Honesty is not cruel, if it is constructive. Don’t tell someone they look crap, tell them too much pink doesn’t work on it’s own, try balancing it with a bit of grey. Tell them to learn to hold their head up and smile. Tell them about better foundation, or pan-sticks, tell them to moderate the eyeshadow, hint with mascara rather than plastering it. Tell them to brush their hair the other way, or to have it cut to the shape of their face. Tell them that to alleviate a square jaw, wear a lower, rounded neckline. Tell them that a really nice necklace is more distracting of an adam’s apple than a black polo neck, or that a lower heel would be really elegant.

Tell them things that have worked for you, point them to websites that help you learn to change your voice, or walk differently. Tell them that fun as those tights are, women their age tend not to wear them to work. Tell them that their body shape can’t do stripes, or to practice a gentler smile, a head tilt. Tell them what you have found to be different about the way that women speak, discuss, ask in shops, and gesture. Tell them how you have learned to observe, where has been better to go when in the learning phases, tips on discrete behaviour on public transport.

Tell them all these things, because that’s how we get there in the end. But don’t think it’s a kindness just to add your ‘gorgeous, hun’ to the Facebook accolades.

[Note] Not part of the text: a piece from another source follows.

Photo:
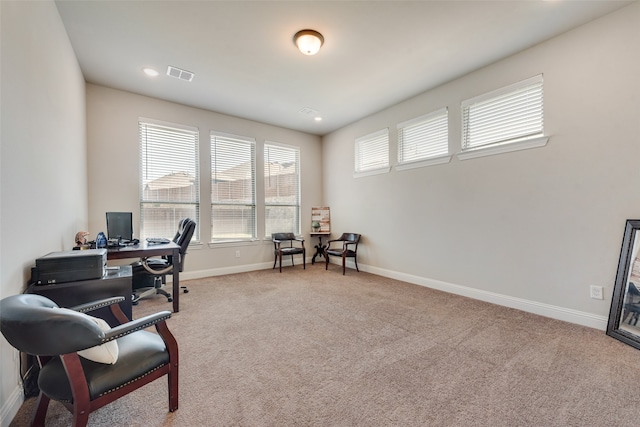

This is confidence game, not a pageant, and it’s hard work feeling natural. You grew up learning to imitate other boys and men so that you would fit in. There is a lot of undoing to do. You didn’t copy the girls’ mannerisms; they were doing it to fit in with each other too. Natural behaviours and fitting in only come with confidence, and the only confidence worth having is that based on honest self-appraisal and learning the work-arounds for the things you can’t change.

It isn’t about ‘passing’, it’s about confidently being yourself, with a bit of (honest) help from your friends. Don’t ask if you’re passing, ask what the most immediate giveaways are, and take it on the nose.